C. andersoni was first discovered in the abomasum of cattle in 2000 (Lindsay et al. 2000) and has been subsequently isolated from Bactrian camel (Camelus bactrianus), bobak marmot (Marmota bobak), European wisent (Bison bonasus) (Ryan et al. 2003), and Mongolian gerbils (Meriones unguiculatus) (Koudela et al. 1998). In China, C. andersoni has been identified to be the predominant species responsible for cryptosporidiosis in cattle (Wang et al. 2011). Here, our results revealed the lesser panda is a new host of C. andersoni and extended the range of host species known for this parasite.
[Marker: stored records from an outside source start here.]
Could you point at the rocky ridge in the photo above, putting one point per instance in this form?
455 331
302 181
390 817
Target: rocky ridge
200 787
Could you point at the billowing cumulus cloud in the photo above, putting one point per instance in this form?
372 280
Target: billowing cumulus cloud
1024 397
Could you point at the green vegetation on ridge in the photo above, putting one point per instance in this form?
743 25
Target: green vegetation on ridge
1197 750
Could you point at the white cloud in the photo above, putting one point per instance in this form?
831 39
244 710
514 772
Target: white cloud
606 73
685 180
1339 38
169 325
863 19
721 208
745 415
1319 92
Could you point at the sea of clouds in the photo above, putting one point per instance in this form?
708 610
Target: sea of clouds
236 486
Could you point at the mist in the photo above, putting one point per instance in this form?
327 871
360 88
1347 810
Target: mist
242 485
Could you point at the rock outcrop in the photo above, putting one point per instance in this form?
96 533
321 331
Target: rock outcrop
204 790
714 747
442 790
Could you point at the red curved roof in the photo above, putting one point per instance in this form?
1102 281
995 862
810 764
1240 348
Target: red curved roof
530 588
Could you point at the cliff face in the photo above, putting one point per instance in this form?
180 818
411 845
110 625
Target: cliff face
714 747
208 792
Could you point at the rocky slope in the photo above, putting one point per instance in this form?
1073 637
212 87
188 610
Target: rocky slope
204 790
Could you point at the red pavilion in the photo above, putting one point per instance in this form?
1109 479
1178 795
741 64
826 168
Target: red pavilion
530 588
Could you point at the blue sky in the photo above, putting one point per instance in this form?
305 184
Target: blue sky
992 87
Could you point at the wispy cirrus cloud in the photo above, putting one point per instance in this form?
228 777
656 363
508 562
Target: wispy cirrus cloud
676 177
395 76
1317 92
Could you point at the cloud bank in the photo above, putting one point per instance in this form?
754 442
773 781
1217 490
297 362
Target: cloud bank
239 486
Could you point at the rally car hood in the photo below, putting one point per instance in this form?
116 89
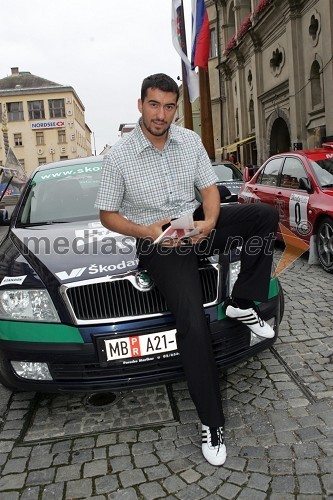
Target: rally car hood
234 188
70 252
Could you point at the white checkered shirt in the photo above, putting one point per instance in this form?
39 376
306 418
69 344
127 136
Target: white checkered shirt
147 185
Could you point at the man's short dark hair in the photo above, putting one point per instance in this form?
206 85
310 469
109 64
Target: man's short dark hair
159 81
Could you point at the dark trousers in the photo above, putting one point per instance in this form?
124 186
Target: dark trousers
176 275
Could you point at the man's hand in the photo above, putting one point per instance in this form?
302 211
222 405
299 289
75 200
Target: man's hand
205 227
155 230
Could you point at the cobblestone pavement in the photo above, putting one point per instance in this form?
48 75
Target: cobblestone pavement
279 428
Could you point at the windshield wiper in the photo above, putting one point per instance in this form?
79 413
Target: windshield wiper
45 223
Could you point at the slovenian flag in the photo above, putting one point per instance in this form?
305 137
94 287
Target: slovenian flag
178 39
200 35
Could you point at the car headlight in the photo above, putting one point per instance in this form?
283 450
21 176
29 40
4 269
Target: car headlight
234 270
27 305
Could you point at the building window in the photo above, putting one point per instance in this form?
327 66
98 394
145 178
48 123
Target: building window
40 138
213 44
316 91
57 108
18 140
15 111
251 113
36 110
61 136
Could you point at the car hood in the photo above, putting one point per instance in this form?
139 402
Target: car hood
233 186
69 252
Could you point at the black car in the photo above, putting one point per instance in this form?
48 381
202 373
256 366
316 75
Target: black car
77 313
230 177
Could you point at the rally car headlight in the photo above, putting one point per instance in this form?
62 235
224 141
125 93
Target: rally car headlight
27 305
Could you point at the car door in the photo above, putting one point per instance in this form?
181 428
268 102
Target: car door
293 200
263 188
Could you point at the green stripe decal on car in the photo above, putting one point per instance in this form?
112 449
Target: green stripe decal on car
24 331
273 292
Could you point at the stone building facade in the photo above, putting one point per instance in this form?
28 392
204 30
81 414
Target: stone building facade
41 121
271 75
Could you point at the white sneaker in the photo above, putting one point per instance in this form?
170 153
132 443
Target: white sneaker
251 319
213 447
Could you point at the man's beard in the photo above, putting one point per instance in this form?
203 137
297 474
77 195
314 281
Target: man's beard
155 132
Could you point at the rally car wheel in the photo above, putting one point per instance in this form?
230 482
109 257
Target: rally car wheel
325 244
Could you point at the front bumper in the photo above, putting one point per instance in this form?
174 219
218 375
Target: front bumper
75 366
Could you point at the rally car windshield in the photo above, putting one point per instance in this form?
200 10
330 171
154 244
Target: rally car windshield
324 172
61 195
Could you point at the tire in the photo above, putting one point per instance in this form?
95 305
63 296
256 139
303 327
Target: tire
325 244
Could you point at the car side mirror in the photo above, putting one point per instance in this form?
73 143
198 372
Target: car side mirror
224 192
4 219
304 183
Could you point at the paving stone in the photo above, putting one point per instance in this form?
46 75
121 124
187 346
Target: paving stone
228 491
142 448
281 467
129 478
190 476
30 493
119 464
41 462
151 491
249 494
158 472
12 481
306 466
80 456
145 461
259 482
118 450
283 484
81 488
68 472
14 465
191 492
9 495
61 459
327 480
106 484
38 477
310 485
127 494
53 491
95 468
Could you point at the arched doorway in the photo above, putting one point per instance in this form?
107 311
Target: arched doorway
280 138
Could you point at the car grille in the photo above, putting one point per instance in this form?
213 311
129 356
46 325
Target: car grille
120 298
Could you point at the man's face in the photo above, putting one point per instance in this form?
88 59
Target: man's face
158 110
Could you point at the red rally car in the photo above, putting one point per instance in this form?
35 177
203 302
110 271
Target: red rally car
300 185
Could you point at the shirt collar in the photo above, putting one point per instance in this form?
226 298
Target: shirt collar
144 143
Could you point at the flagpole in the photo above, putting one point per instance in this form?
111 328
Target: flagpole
188 117
207 135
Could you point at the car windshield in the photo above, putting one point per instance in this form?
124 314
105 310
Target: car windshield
324 171
227 172
62 194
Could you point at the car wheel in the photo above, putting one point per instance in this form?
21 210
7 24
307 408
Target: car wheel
325 244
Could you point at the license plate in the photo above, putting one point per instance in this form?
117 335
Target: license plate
137 346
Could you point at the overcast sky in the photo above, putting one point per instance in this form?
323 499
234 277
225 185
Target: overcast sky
102 48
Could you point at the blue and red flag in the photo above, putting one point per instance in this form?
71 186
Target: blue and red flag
179 42
200 35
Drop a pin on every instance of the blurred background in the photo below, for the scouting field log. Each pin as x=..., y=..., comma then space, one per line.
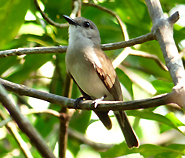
x=160, y=130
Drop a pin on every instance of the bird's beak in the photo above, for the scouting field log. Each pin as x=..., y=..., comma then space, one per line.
x=70, y=20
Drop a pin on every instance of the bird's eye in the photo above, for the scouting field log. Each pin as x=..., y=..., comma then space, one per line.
x=86, y=24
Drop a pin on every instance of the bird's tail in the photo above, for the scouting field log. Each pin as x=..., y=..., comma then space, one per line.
x=128, y=132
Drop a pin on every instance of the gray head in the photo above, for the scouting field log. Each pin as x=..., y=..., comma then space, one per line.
x=83, y=29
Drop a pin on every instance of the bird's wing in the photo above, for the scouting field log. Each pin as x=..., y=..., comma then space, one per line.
x=108, y=75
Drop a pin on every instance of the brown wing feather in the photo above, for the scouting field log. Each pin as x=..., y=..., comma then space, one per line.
x=108, y=75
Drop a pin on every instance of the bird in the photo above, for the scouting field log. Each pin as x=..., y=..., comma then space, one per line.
x=94, y=74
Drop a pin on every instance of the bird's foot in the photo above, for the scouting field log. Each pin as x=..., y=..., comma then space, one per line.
x=96, y=101
x=77, y=102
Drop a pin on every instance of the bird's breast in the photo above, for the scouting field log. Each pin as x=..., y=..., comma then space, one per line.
x=80, y=64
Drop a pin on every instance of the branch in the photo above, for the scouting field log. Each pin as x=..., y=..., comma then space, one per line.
x=149, y=56
x=87, y=105
x=163, y=30
x=24, y=125
x=62, y=49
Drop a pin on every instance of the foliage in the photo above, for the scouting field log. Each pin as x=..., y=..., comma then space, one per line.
x=47, y=72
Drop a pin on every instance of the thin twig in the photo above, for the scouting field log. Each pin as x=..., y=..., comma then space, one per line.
x=12, y=128
x=24, y=125
x=122, y=25
x=87, y=105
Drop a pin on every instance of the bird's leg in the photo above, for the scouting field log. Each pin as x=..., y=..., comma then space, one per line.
x=96, y=101
x=77, y=101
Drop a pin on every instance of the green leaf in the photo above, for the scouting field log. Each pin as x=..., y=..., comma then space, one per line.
x=9, y=11
x=155, y=117
x=146, y=150
x=79, y=122
x=162, y=86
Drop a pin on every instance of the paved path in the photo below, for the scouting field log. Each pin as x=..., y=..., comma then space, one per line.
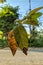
x=34, y=57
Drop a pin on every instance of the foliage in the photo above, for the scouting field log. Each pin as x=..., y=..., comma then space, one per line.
x=8, y=15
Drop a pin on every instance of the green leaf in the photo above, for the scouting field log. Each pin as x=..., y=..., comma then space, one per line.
x=36, y=15
x=31, y=22
x=21, y=37
x=35, y=10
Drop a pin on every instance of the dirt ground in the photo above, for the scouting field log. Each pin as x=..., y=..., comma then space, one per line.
x=34, y=57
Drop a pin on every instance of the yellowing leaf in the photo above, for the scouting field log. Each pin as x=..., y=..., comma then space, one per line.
x=21, y=38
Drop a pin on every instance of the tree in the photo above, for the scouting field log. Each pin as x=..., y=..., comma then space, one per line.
x=8, y=15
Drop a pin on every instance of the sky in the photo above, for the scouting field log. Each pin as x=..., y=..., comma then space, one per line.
x=24, y=7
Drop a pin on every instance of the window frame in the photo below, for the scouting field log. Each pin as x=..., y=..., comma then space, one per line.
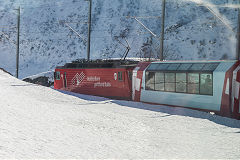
x=56, y=75
x=121, y=76
x=187, y=82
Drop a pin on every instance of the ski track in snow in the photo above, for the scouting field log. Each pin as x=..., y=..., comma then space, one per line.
x=39, y=122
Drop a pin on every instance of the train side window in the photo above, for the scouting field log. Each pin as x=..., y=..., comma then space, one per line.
x=170, y=82
x=193, y=83
x=120, y=78
x=206, y=85
x=181, y=82
x=159, y=81
x=149, y=80
x=57, y=75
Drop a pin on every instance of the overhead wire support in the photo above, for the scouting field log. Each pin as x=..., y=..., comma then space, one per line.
x=162, y=30
x=126, y=46
x=73, y=30
x=219, y=17
x=89, y=29
x=144, y=26
x=17, y=45
x=5, y=35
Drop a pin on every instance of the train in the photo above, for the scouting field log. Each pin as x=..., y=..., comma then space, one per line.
x=211, y=86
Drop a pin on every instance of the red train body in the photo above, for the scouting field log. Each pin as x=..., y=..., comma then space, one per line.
x=109, y=81
x=179, y=83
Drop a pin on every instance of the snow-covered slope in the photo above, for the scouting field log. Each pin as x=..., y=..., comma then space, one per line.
x=192, y=31
x=39, y=122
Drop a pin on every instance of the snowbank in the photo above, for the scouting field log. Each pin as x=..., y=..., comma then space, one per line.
x=39, y=122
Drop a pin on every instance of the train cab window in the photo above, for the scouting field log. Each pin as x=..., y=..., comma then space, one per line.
x=57, y=75
x=120, y=77
x=170, y=82
x=206, y=86
x=193, y=83
x=150, y=80
x=181, y=82
x=159, y=81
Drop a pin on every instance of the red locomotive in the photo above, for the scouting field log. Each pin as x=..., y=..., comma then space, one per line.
x=204, y=85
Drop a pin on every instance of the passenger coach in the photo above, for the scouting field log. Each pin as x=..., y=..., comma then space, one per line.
x=203, y=85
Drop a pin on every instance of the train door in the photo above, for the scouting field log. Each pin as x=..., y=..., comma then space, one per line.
x=235, y=93
x=135, y=83
x=65, y=80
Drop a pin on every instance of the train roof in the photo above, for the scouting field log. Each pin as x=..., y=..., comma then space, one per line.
x=82, y=64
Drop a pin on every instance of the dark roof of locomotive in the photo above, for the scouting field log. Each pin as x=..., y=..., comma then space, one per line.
x=82, y=64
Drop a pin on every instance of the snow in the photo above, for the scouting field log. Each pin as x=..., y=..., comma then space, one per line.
x=192, y=32
x=39, y=122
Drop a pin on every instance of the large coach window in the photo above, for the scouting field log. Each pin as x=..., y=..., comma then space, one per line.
x=181, y=82
x=190, y=78
x=150, y=80
x=159, y=81
x=170, y=82
x=206, y=86
x=193, y=83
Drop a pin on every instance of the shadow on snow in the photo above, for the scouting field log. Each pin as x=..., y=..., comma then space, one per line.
x=170, y=111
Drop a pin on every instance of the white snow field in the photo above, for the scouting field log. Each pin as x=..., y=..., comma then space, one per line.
x=39, y=122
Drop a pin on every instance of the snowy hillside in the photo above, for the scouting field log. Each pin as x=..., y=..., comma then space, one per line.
x=39, y=122
x=192, y=31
However, it is still too early to arrive at any conclusion whether the C. andersoni infections in the captive lesser pandas were derived from any popular agricultural species or from the wild lesser pandas in spite of their low density in nature.

Nonetheless, regardless of the original source, the C. andersoni infections in captive pandas should be considered as a public health concern, given to the fact that C. andersoni can infect humans under certain circumstances (Xiao and Feng 2008) and has been isolated from humans suffering from diarrhea in England (Leoni et al. 2006) and from pediatric patients in Malawi (Morse et al. 2007). In particular, the zoo workers should be aware of the health hazard of the less pandas they contact regularly. Proper control measures should be taken carefully to protect the welfare of zoo visitors as well.